Hetal served an elaborate lunch, to which her friend, Bina Mehta, generously contributed. The brown rice, dhansak and patra fish were awesome.

Dumas beach is about 20 km from Surat and is infamously known as a haunted beach. Said to have been a burial site, coupled with the black sand of the beach, the place gained its notoriety. However, one needs binoculars now to see any vestiges of the Arabian Sea. The place is extremely popular for the shacks that serve snacks, particularly Lashkari Tomato Bhajiyas, and Indian and Chinese cuisine. The Morarji Circle has a giant statue of a monster made out of plastic disposable bottles to bring home the ecological ill effects of plastic.

Rajiv has been on car expeditions to Singapore and Morocco in the past few years, which has given a fillip to road expeditions from Gujarat. Hetal and Rajiv took me to Soul Bay, a farm house bang on the Tapi River, which belonged to their friend.
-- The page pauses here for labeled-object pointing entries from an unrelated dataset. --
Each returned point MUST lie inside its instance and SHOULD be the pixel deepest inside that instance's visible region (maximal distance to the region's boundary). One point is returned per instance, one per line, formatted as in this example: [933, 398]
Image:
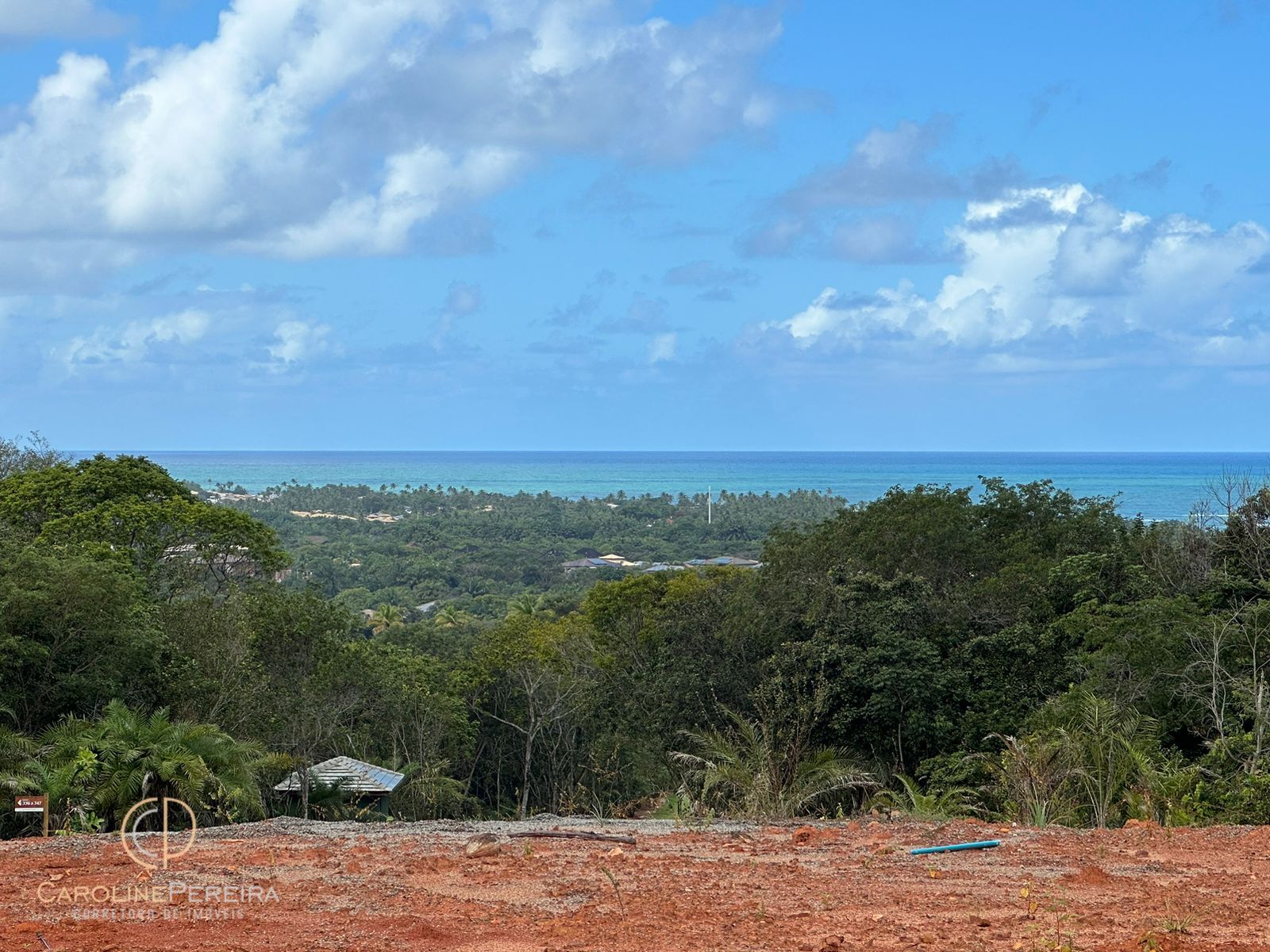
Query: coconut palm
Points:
[527, 606]
[140, 755]
[1108, 747]
[1034, 776]
[451, 617]
[387, 617]
[912, 803]
[743, 771]
[16, 750]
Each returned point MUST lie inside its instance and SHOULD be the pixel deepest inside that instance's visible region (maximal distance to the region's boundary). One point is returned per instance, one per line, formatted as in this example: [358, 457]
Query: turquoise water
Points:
[1155, 486]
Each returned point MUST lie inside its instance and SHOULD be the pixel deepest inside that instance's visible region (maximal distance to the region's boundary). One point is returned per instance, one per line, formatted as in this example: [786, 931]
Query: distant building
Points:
[370, 785]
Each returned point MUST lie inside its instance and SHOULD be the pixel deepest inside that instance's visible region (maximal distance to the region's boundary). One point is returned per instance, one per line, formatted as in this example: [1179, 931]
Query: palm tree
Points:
[1108, 747]
[387, 617]
[745, 772]
[126, 757]
[1034, 776]
[527, 606]
[451, 617]
[16, 750]
[912, 803]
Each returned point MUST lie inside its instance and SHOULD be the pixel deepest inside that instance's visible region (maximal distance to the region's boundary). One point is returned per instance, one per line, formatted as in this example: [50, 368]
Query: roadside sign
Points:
[29, 805]
[32, 805]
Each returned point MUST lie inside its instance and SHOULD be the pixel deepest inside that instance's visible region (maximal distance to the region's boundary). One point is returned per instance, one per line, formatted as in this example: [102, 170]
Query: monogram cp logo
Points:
[130, 831]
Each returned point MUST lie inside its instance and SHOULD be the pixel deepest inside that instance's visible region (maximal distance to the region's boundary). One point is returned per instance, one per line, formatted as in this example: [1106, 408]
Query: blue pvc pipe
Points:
[981, 844]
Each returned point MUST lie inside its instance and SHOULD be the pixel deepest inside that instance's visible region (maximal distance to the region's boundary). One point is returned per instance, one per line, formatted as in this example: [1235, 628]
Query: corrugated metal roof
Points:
[355, 776]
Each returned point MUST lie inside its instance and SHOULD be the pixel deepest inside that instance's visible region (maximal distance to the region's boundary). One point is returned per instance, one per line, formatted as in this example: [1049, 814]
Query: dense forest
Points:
[1007, 651]
[474, 551]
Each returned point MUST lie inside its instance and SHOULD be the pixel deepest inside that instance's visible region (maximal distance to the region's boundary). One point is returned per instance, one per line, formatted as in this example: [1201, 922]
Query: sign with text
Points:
[29, 805]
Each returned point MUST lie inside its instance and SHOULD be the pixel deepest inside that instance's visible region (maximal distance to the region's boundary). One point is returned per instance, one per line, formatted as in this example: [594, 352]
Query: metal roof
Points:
[355, 777]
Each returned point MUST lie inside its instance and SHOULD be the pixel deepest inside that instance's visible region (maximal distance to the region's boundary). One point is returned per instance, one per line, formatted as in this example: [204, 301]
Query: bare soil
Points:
[732, 886]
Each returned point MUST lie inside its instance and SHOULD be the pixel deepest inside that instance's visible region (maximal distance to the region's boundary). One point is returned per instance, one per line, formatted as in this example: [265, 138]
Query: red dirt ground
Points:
[832, 886]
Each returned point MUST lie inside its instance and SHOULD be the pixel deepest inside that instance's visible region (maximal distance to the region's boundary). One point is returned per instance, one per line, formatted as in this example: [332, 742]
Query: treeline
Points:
[476, 550]
[1014, 651]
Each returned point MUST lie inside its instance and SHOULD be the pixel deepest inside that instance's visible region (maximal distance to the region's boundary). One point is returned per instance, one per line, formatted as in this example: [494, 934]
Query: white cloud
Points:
[463, 298]
[319, 127]
[296, 342]
[664, 347]
[1060, 260]
[137, 340]
[29, 19]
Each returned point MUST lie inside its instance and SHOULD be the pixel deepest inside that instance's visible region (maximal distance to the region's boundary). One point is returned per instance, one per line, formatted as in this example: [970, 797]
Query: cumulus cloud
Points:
[662, 348]
[709, 274]
[27, 19]
[838, 209]
[463, 298]
[296, 342]
[137, 340]
[1062, 260]
[321, 127]
[886, 167]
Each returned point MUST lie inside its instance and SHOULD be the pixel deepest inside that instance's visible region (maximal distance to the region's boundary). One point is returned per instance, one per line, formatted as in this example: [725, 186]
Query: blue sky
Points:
[595, 224]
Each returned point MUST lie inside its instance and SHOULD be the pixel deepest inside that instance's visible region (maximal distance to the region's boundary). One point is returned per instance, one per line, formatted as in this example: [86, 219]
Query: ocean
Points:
[1155, 486]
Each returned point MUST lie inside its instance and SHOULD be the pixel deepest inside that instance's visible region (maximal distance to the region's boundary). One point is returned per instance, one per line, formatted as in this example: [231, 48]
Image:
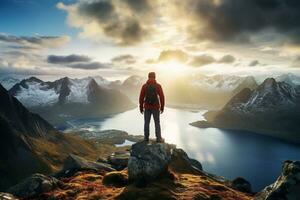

This had been the venue for the flag off of his recent expedition all over India. The glorious sunset we enjoyed from there signified the end to a most fascinating trip in Gujarat, thanks to Rajiv and Hetal Shah, Sanjay Gadhavi, Chintan Sheth, Surendra Bihola and a host of others.

Dinner was with three others travel agent friends of Rajiv who had made a 36 day tour of India with him, Vocal For Local, in October this year. The drive to all the State and UT capitals, as well as the four corners of India, served to popularize local travel in the aftermath of the pandemic. Safe travel with precautions had been the theme of the immensely popular expedition. The impact of internet on traditional travel agency businesses was spiritedly discussed during the evening over snacks and dinner.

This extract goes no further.